According to the Belgian Justice Minister, police delayed their raid on the suspected Molenbeek hiding place of Paris attacks suspect Salah Abdeslam because of a ban on night-time raids. As a result the fugitive escaped.
It is believed the Brussels-born Paris attacks suspect played a key logistical role in last month’s terrorist atrocities that killed 130 people. Having played at least some of his part — his abandoned suicide bomb belt has since been recovered from a waste bin — it is understood he then drove back across the Franco-Belgian border just hours later in order to find a place to hide.
Speaking during a television interview on VTM’s Faroek programme, Justice Minister Koen Geens, said Belgian laws governing property searches were a “serious handicap” to the investigators tracking down the Paris attacks suspect.
On the evening of Sunday 15 November, two nights after the terror attacks, security services learned Mr.
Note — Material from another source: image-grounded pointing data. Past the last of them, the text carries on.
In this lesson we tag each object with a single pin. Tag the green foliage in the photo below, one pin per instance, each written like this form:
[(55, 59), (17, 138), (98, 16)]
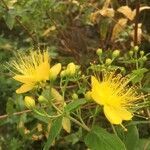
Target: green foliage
[(98, 138), (72, 31)]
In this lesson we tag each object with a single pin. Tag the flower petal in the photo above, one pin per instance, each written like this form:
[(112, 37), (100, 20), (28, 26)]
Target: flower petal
[(24, 79), (25, 88), (112, 115), (96, 91), (54, 71), (116, 114), (42, 71)]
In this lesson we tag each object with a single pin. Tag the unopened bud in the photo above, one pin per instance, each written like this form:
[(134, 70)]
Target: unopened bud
[(71, 69), (42, 99), (54, 71), (88, 95), (29, 102), (63, 73), (56, 95), (99, 51), (144, 58)]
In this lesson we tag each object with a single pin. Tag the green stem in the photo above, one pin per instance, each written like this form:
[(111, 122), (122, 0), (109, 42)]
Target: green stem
[(79, 123), (114, 130), (72, 119)]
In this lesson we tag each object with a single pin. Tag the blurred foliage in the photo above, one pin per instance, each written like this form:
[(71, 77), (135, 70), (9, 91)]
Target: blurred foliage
[(72, 30)]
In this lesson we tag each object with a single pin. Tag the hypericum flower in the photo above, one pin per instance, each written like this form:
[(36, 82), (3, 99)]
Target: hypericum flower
[(116, 97), (31, 69), (29, 102)]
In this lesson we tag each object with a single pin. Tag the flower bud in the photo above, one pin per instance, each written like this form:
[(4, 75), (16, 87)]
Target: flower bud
[(42, 99), (29, 102), (108, 61), (71, 69), (88, 95), (54, 71), (56, 95), (115, 53), (141, 53), (99, 51)]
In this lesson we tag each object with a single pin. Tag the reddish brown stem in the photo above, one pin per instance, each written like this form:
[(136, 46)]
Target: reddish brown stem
[(136, 23)]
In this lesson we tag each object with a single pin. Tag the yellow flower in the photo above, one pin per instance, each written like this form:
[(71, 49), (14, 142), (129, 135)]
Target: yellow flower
[(116, 97), (31, 69), (54, 71), (29, 102)]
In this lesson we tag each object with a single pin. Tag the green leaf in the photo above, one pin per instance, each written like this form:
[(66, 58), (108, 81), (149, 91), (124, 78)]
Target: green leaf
[(10, 18), (143, 144), (100, 139), (131, 134), (10, 106), (54, 131), (137, 75), (75, 104)]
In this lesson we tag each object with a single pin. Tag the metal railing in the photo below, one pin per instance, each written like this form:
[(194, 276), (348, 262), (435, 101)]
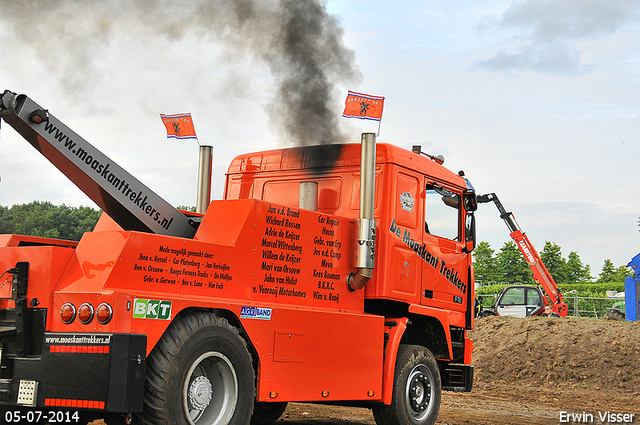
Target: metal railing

Abdeslam was hiding out at a an address in the notorious Molenbeek district of Brussels, reports Flanders News.
The problem they faced is that in Belgium no properties can be raided between the hours of 9pm and 5am, and by that time it was after 9pm. In fact the police did not raid the property until 10am on Monday 16 November, which newspapers have reported was because the street was busy.
Reports from reliable sources have told Belgian broadcasters that Mr. Abdeslam was able to escape that morning, either hidden in a car belonging to a person who was moving house on that street, or in a piece of furniture.
For their part, Belgian prosecutors have rejected the suggestions that the night-time ban definitely enabled the Paris attacks suspect’s escape. They admit there was intelligence which identified a specific home, and that when the home was eventually raided he was not there, but say that to blame the legal restriction is “an extrapolation”.
Mr. Geens has since initiated moves to reform the law which tied the hands of Belgian police, saying:
“In the [Faroek’ programme I was asked to comment on the question of whether raids should be allowed between 9pm and 5am. I only said that it would be better if that were the case, and that consequently I have put proposals to facilitate this in the case of terrorism cases to parliament and to the government. I have no further comment to make on the issue.”
As well as Belgium, France and several other European nations have restrictions on overnight police raids, intended to prevent the abuse of police powers of arrest.